海の底には何がある

これは日記だ。ブログじゃない。

知ってるけど知らない

「ヒトはなぜ難産なのか――お産からみる人類進化」を読んだ。出産でこんなに苦しむのは人間だけらしい。で、その理由には二つあって、頭部の巨大化というのはまあ当たり前の事であるけれども、直立二足歩行を始めた事に伴う骨盤の形状の変化のために産道が曲がってしまったからだ、というのは、なるほど!なるほど!と面白かった。
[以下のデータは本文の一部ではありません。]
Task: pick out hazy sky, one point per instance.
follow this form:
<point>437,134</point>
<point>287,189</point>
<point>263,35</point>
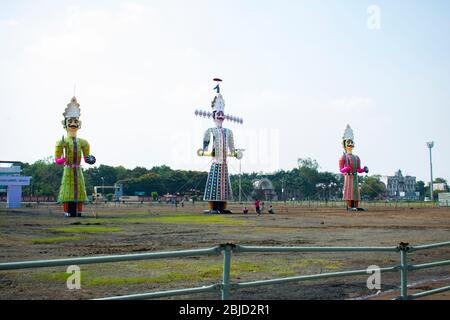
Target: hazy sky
<point>296,71</point>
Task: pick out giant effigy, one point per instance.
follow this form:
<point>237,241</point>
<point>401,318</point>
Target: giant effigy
<point>350,166</point>
<point>218,187</point>
<point>68,152</point>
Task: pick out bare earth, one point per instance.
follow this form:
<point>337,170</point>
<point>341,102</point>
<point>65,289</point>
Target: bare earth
<point>43,233</point>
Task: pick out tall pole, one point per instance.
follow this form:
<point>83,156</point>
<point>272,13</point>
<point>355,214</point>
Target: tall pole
<point>430,145</point>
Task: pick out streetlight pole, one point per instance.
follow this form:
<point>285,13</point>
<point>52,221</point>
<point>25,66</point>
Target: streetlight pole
<point>430,145</point>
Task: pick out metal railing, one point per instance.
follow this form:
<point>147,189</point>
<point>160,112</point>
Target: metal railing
<point>225,286</point>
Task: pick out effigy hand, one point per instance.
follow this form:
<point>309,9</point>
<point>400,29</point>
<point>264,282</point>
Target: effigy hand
<point>90,159</point>
<point>345,170</point>
<point>60,160</point>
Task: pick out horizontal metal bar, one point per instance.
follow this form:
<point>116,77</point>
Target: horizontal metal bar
<point>430,246</point>
<point>429,265</point>
<point>169,293</point>
<point>106,259</point>
<point>239,248</point>
<point>309,277</point>
<point>429,292</point>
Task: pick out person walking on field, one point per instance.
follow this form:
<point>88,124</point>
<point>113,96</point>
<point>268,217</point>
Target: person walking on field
<point>258,210</point>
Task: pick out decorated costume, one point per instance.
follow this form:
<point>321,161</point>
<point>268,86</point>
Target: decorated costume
<point>69,151</point>
<point>350,166</point>
<point>218,187</point>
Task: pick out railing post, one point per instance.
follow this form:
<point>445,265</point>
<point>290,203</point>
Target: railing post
<point>226,269</point>
<point>404,248</point>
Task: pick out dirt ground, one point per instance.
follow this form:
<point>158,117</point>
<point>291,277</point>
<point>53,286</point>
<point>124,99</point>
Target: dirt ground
<point>42,232</point>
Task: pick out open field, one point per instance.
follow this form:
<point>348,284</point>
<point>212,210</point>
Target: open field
<point>43,233</point>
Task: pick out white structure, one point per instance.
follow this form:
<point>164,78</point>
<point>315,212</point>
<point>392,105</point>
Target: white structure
<point>399,186</point>
<point>11,179</point>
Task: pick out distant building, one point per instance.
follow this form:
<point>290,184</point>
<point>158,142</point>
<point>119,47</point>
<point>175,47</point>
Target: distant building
<point>399,186</point>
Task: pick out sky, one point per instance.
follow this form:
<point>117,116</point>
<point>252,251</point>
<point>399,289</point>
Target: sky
<point>297,72</point>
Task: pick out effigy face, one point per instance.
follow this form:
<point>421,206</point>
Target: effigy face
<point>349,145</point>
<point>69,152</point>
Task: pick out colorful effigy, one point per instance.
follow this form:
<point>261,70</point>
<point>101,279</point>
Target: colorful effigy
<point>69,151</point>
<point>218,187</point>
<point>350,166</point>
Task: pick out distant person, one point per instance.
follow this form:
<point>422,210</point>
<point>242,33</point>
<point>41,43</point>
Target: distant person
<point>258,209</point>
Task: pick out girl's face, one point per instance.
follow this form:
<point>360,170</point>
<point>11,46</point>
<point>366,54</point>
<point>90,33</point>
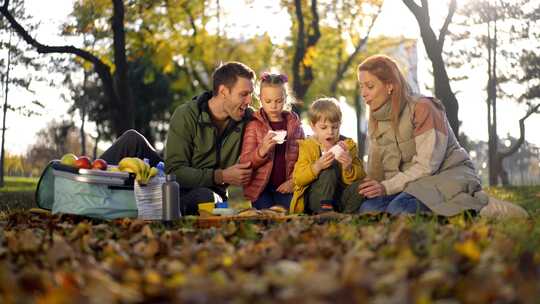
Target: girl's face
<point>326,132</point>
<point>272,101</point>
<point>374,92</point>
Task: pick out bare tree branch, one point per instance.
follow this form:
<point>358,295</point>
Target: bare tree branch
<point>444,29</point>
<point>44,49</point>
<point>514,147</point>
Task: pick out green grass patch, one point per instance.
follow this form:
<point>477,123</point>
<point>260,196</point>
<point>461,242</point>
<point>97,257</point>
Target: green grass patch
<point>526,196</point>
<point>19,184</point>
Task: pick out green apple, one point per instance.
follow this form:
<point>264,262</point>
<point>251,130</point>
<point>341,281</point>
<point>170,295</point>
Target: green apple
<point>68,159</point>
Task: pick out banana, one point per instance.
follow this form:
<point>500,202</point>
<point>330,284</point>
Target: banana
<point>143,172</point>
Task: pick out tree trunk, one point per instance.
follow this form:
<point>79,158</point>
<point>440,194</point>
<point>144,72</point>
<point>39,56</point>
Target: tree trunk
<point>360,136</point>
<point>4,109</point>
<point>124,118</point>
<point>434,48</point>
<point>96,141</point>
<point>305,41</point>
<point>115,88</point>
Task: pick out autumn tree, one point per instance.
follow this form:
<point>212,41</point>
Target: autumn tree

この部分は研究室に向かう電車の中で読んだのだけど、あんまり面白かったので午前の講義の中で紹介してしまったよ。で、赤ん坊はその曲がりくねった道を通るために通常4回回転して出てくるのだそうな。そう言うのって大変身近な現象なのにも関わらず、これまで全く考えた事もなかった。あと、帝王切開の増加を受けて、例えば赤ん坊の頭蓋骨が最初からくっつくような進化が起ったりして、しかしその進化の後に帝王切開の技術が失われたりしたら人類絶滅!みたいな想像が開陳されているところがあって、まあそれはほとんどSF話なんだけど、でも、帝王切開で産まれた娘が出産する時、通常より帝王切開率が高まっていたりするかどうかは調べられそうな気がするなあ、と思ったりした。こういう読者の妄想を拡げてくれる本というのが、ワタシ的な良い本の定義である。